Creating Your Own Olympics Schedule with Web Scraping

Creating Your Own Olympics Schedule with Web Scraping

February 10, 2022 - Automation, Fun & Games

Personal Update: Before I hop into this post I wanted to share that I am returning to writing after a bit of a holiday break and hiatus. In that time, I have left Tableau and started a new role at an awesome startup. Tableau holds a special place in my heart so I will definitely continue to write a mix of Tableau and non-Tableau content. Keep an eye out for my next Tableau-related post on creating a Web Data Connector with OAuth and CORS! As always, feel free to send me a request if you want me to dive into a specific topic!

Is anyone else frustrated with the Olympics website? πŸ™„πŸ˜’ I feel like I have to go to 5 different pages to find what I am looking for and it isn't always displayed in order and doesn't always show the information I want in one place. Well obviously I was feeling frustrated, hence the writing of this post, and so I decided to scrape the Olympics website and put together a quick and dirty app that would help me find and save what I was interested in.

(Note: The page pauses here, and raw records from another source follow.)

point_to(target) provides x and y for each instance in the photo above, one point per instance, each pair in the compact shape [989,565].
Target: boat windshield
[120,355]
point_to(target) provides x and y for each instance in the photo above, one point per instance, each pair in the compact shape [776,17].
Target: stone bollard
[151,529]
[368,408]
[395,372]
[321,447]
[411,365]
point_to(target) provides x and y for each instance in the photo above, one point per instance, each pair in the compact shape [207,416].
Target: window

This post is not going to go over every single line of code but I wanted to share my approach on how I went about creating this app. Plus, you are free to use it yourselves as well!

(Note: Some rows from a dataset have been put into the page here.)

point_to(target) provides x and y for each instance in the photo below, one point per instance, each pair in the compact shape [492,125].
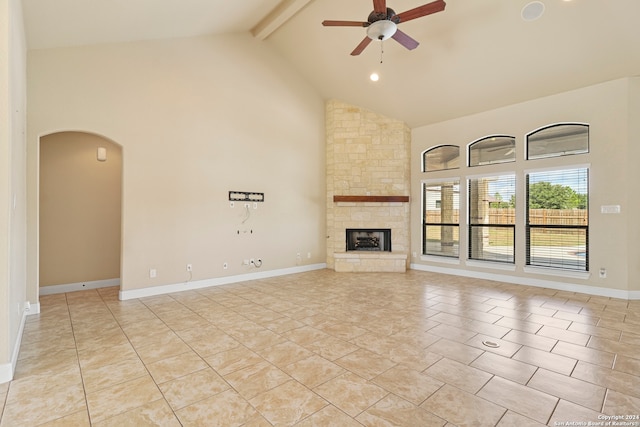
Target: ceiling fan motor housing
[389,16]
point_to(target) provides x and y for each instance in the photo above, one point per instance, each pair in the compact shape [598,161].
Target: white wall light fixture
[102,154]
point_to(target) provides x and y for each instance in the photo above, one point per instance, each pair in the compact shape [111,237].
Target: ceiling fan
[382,23]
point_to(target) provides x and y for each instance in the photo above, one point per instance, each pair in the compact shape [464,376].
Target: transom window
[442,157]
[558,140]
[492,149]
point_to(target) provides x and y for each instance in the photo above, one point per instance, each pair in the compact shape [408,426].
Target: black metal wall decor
[245,196]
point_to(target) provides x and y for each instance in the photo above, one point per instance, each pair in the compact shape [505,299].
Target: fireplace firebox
[369,239]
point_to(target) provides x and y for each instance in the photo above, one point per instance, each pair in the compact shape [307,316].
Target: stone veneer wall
[367,154]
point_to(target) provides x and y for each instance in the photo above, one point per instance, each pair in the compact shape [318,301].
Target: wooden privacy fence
[508,216]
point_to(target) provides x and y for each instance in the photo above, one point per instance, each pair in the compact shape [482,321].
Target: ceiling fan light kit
[381,30]
[382,23]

Screenshot of my Olympics app

A couple of disclaimers: This app is in no way associated with the Olympics or the Olympics.com site, it's just a personal project. This app is just the bare bones of what I personally wanted to see and could definitely be improved but since this event happens for only a couple of weeks it felt like enough. This app was not written in the most efficient way (I found many places I would refactor and improve it just while writing this postπŸ˜…). Check out the code and feel free to remix your own version and add cool new features!

Project Setup

To set this project up I started with a blank Express app in glitch. You can remix my starter template for your own project or download a local version as well. I knew I would need a way to store the Olympics data since I wasn't planning on scraping the page every time you opened the app. For this, I used lowdb, a nice little JSON database great for small projects like this one. I also needed a way to parse the HTML returned from the Olympics website in Node.js so I use node-html-parser which is nice because you can use methods like getElementsByTagName or querySelector to pull out what you need. I created a quick helper function that allowed me to get any page and parse it with this package:

async function getPage(url) {
  const response = await fetch(url);
  const body = await response.text();
  const document = HTMLParser.parse(body);
  return document;
}

Once I had my tools in place, it was time to tackle how I was going to go about getting the data!

Where to begin?

Before I began coding anything I had to figure out how data was being displayed on the Olympics site and then map out how I wanted to go about getting that data. After browsing the Olympics.com website I originally thought I would be able to simply scrape each day's page and grab all the event data for that day across all disciplines for that day. No biggie right?! Wrong! If you open up one of the day schedules in developer tools or with inspect element, you will see two things. First, the data for the events are not actually on the page! It is being loaded from other HTML pages, so if you try to scrape the day page you won't see any event information. Secondly, there is a different separately loaded HTML page for each discipline + day combination! Because of this, I had to take another approach. Looking back on it now there is a better way to do this (which I implemented later on when looking at country data) but this is how I went about approaching it.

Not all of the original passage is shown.